Posted: Wednesday, December 14, 2011 8:03 pm

Members of Symposium Club met recently in the home of Rosalee Thompson near Union City.
Diane Riley, co-hostess, served jam cake and peppermint ice cream.
Barbara Jones presented the program on Longwood.
Longwood, a house in Natchez, Miss., epitomizes the rise and fall of the prosperity of southern planters better than any other. Once the oldest city on the Mississippi River,  Natchez had the largest concentration of antebellum structures and boasted over 500 millionaires. Longwood stands today as a hollow shell of a Moorish castle hiding itself in a primeval forest.
Dr. Haller Nutt was building this home for his wife and children. It is six stories high. Each story a little smaller than its lower one, until the floor becomes a tower. There are no halls in the octagonal house. On the ground floor the rotunda, made up of eight large octagonal rooms, is open to the glassed-in tower.

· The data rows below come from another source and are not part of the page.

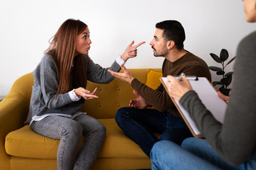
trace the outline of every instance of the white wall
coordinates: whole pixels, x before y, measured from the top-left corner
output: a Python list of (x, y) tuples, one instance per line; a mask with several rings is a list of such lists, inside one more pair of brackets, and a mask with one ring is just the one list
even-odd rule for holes
[[(49, 39), (68, 18), (88, 25), (92, 42), (89, 55), (103, 67), (110, 65), (132, 40), (146, 41), (138, 48), (137, 56), (126, 64), (128, 68), (161, 67), (164, 58), (154, 57), (149, 44), (160, 21), (179, 21), (186, 34), (185, 49), (209, 66), (217, 66), (209, 54), (218, 55), (225, 48), (230, 60), (240, 40), (256, 26), (245, 21), (239, 0), (15, 0), (1, 4), (0, 96), (7, 95), (17, 79), (34, 69)], [(233, 65), (227, 66), (227, 72), (232, 70)], [(213, 80), (219, 79), (212, 74)]]

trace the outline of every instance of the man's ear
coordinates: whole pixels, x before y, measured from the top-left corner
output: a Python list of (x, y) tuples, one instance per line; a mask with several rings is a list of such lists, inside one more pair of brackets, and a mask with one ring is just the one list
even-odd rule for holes
[(170, 49), (173, 48), (174, 45), (175, 45), (175, 42), (172, 40), (167, 41), (167, 49), (169, 50)]

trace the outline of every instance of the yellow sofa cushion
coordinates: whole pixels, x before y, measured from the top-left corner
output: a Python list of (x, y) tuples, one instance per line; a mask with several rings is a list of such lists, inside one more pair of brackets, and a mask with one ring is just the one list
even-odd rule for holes
[(146, 85), (153, 89), (156, 89), (161, 83), (159, 78), (162, 76), (162, 72), (149, 69), (147, 76)]
[[(140, 147), (119, 128), (114, 118), (98, 120), (107, 128), (105, 142), (98, 157), (147, 158)], [(5, 143), (7, 153), (21, 157), (56, 159), (60, 140), (35, 133), (29, 126), (26, 125), (7, 135)], [(159, 135), (157, 135), (159, 137)], [(84, 139), (83, 136), (80, 145)]]

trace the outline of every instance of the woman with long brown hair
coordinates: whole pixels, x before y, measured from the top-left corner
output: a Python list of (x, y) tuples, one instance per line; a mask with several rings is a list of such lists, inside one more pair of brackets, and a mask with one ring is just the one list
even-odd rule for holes
[[(66, 20), (33, 72), (35, 100), (30, 127), (39, 134), (61, 139), (59, 170), (90, 169), (104, 141), (104, 125), (79, 111), (86, 100), (98, 97), (97, 88), (91, 93), (85, 89), (87, 80), (109, 83), (115, 78), (107, 70), (120, 71), (120, 65), (135, 57), (136, 48), (145, 42), (132, 46), (133, 41), (111, 67), (105, 69), (87, 55), (91, 43), (89, 33), (82, 22)], [(77, 157), (83, 135), (85, 139)]]

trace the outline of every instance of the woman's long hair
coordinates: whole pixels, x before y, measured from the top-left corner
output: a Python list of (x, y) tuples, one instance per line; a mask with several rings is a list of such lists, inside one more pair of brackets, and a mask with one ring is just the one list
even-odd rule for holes
[[(86, 24), (79, 20), (69, 19), (62, 24), (56, 34), (49, 40), (50, 45), (45, 53), (50, 57), (57, 67), (58, 87), (56, 97), (71, 90), (72, 84), (75, 88), (83, 87), (85, 88), (86, 87), (87, 71), (83, 55), (79, 54), (74, 57), (74, 55), (77, 36), (87, 27)], [(87, 59), (88, 57), (86, 60), (89, 60)], [(73, 63), (71, 82), (70, 75)]]

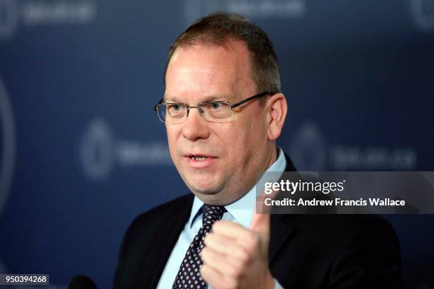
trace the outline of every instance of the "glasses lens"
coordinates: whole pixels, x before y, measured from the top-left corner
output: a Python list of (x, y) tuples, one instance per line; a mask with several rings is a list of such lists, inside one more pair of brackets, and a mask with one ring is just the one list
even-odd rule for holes
[(200, 108), (204, 111), (204, 118), (208, 121), (225, 123), (230, 120), (232, 109), (226, 102), (211, 102), (201, 103)]
[(158, 118), (163, 123), (166, 121), (166, 105), (165, 103), (157, 106)]
[(181, 123), (185, 120), (187, 106), (179, 103), (161, 103), (157, 111), (158, 117), (163, 123), (172, 124)]

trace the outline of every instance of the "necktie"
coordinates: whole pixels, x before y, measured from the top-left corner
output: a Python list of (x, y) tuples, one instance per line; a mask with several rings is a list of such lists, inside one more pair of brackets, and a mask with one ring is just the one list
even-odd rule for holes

Early work was done by slaves but later, skilled labor was brought in from Philadelphia. A shot at Fort Sumter ended it all. When the Philadelphia men heard of it, they dropped their tools and headed back north. Orders had been placed for statuary, a marble staircase, silver and linens in many of the countries of Europe.  Orders had also gone out for furniture of walnut, mahogany and rosewood and to cabinet makers in New Orleans, New York and Philadelphia. Today, visitors can see the old tools, cans of paint and shipping crates of a few pieces just where they were dropped.
Dr. Nutt died in 1864, just before the end of the war. Before his death, he had everything boarded up except for the basement floor, and he and his family moved into this. His heirs sold the property in 1968 to Mr. and Mrs. Kelly McAdams. The McAdams Foundation deeded Longwood to the Pilgrimage Garden Club in Natchez as a gift. In April, 1970, it was designated as a national historic landmark.